The vascular component of scars undergoes a similar gradual transformation. The neovascular networks formed during healing often regress, leaving behind hypovascular regions. Reduced blood supply can alter the metabolic state of scar tissue, promoting hypoxia and oxidative stress. These conditions stimulate fibroblasts to produce denser, more cross-linked collagen, which stiffens the tissue furtherMechanical forces exerted on scars by movement, tension, and body growth add another layer to this phenomenon. Every scar exists within a field of mechanical stress defined by the surrounding skin, muscle, and connective tissue. Continuous tension along these vectors influences the orientation and density of collagen fibers. Scars located in high-motion areas such as joints or the abdomen often display more pronounced morphogenetic drift than those in immobile regions. Over time, the repeated mechanical strain stimulates mechanotransduction pathways in scar fibroblasts, leading to renewed matrix deposition and structural adaptation. This mechanical adaptation is rarely symmetrical or controlled, producing irregular thickening, elongation, or distortion of the scar.

Inflammation, even at a subclinical level, contributes to the longterm transformation of scar morphology. While most inflammation subsides after healing, minor immune activity may persist in response to mechanical irritation, microtrauma, or oxidative stress. Low levels of inflammatory cytokines and matrix-degrading enzymes can gradually modify the extracellular architecture. Chronic, mild inflammation promotes continuous turnover of collagen, elastin, and proteoglycans, resulting in slow remodeling and stiffening of the scar matrix. These biochemical processes occur too gradually to be perceived clinically in the short term, but their cumulative effect over years becomes evident as visible textural and color changes in mature scars.

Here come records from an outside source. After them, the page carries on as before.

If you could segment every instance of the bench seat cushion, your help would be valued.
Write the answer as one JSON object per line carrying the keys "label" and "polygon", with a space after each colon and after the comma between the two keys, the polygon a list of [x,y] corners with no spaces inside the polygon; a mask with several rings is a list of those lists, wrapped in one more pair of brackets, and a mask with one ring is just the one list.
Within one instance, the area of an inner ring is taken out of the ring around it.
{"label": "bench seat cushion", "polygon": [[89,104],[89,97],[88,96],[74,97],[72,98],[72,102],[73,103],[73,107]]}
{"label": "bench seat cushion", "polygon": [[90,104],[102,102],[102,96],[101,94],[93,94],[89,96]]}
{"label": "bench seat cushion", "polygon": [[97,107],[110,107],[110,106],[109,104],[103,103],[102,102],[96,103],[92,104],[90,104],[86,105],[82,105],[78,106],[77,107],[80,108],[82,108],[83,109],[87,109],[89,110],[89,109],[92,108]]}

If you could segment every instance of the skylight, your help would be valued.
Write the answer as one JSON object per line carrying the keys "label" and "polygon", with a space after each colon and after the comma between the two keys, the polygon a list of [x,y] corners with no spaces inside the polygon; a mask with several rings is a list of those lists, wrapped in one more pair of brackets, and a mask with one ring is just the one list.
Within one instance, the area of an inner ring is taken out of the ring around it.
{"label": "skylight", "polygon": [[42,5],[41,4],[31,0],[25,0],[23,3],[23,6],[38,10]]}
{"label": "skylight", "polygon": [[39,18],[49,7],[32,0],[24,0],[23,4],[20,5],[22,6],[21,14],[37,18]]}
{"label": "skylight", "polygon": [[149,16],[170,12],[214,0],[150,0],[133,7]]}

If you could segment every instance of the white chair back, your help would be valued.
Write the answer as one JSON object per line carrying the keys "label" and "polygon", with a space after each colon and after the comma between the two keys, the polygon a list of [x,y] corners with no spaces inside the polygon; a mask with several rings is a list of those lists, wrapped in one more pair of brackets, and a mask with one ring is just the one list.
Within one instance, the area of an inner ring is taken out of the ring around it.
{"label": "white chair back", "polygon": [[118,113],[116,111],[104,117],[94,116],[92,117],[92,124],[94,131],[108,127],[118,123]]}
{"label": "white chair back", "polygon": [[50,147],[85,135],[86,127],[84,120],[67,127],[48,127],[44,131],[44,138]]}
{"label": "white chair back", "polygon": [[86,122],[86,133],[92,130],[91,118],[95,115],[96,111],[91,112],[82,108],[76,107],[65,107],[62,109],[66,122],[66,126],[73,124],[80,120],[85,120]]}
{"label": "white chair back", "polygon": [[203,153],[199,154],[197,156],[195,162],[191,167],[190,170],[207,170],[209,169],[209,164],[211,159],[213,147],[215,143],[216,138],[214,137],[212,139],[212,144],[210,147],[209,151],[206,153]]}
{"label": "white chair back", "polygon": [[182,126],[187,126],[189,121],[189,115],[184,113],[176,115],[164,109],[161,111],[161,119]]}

Clinical observation supports the presence of morphogenetic drift in long-term scars. Scars that initially appear flat and wellhealed may, after several years, become thickened, depressed, or irregular in pigmentation. The progression is typically slow, often unnoticed by the patient until the changes become prominent. In surgical reconstruction, these late alterations can compromise both cosmetic appearance and functional mobility. For example, scars near joints may gradually restrict range of motion due to ongoing contracture, while facial scars may distort contours as underlying tissues shift with age. Understanding the underlying biological basis of this phenomenon provides a rationale for long-term monitoring and preventive management of surgical scars.

Conclusion

Morphogenetic drift reveals that a surgical scar is not a static relic of injury but a living structure that continues to evolve under the influence of time, tension, metabolism, and aging. The slow reshaping of its architecture represents the long-term dialogue between cellular persistence and mechanical adaptation. Recognizing scars as dynamic tissues invites a new approach to postoperative care, emphasizing not only initial healing but also the lifelong maintenance of structural equilibrium. Understanding and addressing morphogenetic drift offers the potential to transform scar management from a reactive endeavor into a proactive strategy that preserves form, function, and harmony between the repaired and the original tissue.